今回、VRの方式を変更した事で結果的にはプリアンプを追加した感じになった。
その効果は驚くべきもので、ある程度効果を期待しての今回の実験だったのだが、それ以上の収穫を得た。
本回路は、オペアンプの種類を選ぶもののその交換で好みの音に変えられるのでその選択もおもしろい。
ボルテージフォロアとVR帰還部を別々のオペアンプでやるのも違う効果が期待できる。
プリアンプの是非を問うサイトも結構あるようだが、この様な効果を見せつけられると私は賛成派にまわりたい。
いろいろな要素を使って自分の耳が覚えている音に近づけると云うこれも醍醐味のひとつではないかと考える。
〜〜あくまでも個人の意見です〜〜

後日・・・・・
VR回路追加する前、本アンプ製作時の印象でもよかった2SD2012へ終段Trを変更。
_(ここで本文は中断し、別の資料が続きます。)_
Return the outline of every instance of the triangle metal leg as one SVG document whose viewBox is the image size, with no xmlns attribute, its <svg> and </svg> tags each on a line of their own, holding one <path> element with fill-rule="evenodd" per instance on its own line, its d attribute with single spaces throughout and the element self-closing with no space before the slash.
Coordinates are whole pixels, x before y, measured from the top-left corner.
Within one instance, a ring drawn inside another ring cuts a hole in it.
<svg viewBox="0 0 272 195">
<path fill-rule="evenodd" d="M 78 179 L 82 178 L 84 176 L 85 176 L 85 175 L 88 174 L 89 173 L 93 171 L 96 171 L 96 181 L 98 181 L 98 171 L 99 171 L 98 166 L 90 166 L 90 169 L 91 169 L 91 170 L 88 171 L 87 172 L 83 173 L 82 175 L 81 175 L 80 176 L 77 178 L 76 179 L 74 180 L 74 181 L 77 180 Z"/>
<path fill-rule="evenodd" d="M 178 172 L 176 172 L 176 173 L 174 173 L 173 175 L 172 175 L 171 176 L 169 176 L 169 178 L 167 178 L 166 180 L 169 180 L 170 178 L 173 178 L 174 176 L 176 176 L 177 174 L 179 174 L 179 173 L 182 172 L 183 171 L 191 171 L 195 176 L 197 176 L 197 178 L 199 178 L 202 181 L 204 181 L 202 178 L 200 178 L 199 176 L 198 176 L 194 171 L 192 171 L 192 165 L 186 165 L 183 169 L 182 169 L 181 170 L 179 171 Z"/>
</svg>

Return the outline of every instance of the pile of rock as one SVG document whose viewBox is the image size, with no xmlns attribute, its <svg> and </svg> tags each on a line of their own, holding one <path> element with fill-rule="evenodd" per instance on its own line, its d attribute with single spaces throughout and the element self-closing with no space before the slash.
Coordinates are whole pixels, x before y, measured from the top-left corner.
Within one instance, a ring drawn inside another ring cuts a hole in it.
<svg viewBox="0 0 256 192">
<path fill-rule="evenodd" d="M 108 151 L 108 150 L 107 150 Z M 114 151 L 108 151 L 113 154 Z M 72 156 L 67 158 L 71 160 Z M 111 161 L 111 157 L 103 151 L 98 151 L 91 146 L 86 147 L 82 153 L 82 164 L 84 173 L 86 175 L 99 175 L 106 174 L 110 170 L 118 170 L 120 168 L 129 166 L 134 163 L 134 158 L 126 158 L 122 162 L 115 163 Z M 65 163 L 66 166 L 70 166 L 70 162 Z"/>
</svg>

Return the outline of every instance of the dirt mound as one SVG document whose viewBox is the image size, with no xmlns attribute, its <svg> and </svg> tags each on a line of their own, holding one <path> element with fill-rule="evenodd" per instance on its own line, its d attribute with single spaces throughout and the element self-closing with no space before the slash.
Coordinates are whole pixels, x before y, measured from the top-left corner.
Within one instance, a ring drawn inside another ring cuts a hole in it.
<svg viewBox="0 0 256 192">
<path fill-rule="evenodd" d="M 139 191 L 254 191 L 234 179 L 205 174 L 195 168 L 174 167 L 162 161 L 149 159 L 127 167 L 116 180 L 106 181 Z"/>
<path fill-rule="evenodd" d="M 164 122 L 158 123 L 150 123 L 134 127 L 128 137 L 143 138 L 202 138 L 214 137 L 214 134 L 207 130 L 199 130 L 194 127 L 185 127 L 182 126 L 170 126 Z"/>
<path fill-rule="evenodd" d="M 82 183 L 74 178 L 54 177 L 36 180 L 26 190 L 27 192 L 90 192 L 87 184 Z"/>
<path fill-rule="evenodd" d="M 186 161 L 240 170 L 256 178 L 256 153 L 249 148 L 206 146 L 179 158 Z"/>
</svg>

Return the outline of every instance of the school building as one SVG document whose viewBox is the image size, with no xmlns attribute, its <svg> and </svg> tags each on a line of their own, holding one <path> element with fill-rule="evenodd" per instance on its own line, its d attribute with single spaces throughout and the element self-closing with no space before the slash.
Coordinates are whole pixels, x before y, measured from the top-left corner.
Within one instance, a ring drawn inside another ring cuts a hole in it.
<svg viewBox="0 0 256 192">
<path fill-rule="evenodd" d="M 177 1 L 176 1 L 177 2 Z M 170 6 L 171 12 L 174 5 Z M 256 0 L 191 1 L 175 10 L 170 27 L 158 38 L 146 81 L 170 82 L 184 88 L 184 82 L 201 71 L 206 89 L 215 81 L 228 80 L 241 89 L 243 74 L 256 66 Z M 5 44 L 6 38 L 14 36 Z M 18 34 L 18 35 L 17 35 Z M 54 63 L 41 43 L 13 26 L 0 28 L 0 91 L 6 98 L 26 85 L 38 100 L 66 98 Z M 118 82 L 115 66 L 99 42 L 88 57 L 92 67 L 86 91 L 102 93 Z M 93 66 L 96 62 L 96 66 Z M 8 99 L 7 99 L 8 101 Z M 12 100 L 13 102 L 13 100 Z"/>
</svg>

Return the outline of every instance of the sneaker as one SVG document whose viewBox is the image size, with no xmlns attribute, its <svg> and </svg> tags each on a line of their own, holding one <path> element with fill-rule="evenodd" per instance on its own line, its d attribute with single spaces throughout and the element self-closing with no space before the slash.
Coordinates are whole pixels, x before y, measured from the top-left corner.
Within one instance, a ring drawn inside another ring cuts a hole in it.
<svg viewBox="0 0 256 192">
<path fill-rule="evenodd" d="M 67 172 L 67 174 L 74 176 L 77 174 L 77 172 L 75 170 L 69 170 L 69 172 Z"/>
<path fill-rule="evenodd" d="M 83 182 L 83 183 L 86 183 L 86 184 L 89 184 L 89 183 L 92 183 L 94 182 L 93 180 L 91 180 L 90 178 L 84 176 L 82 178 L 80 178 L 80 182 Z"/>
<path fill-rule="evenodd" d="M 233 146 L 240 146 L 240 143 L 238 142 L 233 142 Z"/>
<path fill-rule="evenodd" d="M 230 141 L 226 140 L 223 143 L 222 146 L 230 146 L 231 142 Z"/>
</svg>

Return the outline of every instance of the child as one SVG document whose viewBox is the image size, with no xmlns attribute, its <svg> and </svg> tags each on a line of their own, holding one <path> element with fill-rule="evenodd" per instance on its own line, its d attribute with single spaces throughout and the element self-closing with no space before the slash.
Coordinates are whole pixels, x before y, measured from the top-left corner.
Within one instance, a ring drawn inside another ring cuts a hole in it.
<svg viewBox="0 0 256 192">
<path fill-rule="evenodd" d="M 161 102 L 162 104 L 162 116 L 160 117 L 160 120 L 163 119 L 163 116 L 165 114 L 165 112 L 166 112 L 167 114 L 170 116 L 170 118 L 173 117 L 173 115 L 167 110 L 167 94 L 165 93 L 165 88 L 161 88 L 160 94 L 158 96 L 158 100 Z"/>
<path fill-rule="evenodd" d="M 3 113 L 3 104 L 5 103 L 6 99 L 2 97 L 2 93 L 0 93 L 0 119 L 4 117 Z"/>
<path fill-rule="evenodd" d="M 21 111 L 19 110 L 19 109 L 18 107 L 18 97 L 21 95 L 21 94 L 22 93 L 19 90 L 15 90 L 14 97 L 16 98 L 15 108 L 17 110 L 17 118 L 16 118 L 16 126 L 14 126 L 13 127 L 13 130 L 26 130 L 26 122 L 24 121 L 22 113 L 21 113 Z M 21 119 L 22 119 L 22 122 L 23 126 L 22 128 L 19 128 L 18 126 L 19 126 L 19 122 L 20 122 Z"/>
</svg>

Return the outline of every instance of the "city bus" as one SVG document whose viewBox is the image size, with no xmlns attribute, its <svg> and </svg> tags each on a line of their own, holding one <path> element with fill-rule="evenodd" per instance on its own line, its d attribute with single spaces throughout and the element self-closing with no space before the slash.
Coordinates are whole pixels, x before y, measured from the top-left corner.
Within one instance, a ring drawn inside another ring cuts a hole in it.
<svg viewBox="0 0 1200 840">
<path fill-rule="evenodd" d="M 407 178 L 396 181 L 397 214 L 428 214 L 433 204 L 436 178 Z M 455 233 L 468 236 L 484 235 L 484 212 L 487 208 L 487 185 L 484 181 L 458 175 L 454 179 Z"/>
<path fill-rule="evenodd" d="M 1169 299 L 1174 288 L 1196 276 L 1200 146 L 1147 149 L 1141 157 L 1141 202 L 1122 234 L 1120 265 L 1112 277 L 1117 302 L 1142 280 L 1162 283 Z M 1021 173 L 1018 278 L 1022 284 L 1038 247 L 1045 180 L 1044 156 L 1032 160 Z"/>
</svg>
VR回路が加わって、トゲトゲしくなるかと心配していたが、印象はことのほかイイ。ハッキリ・クッキリでも刺さらない。
フルートのカスレ音、バイオリン、チェロの弦の擦れる音・・・・・
さもすると聴き疲れする音の数々。でも疲れない。
うれしいことに、小音量でも出てくる音には広がりがあり、失われていた域の響きが戻ってきた。
低域の切れも残っている。
スピーカのニアフィールドでのチェックだがまったくもって不足くない。
お次はヘッドホン、Victor HP-RX900。
切替えて細かく確認。
抜ける高音、前方に広がる低音の響き・・・・イィ〜〜。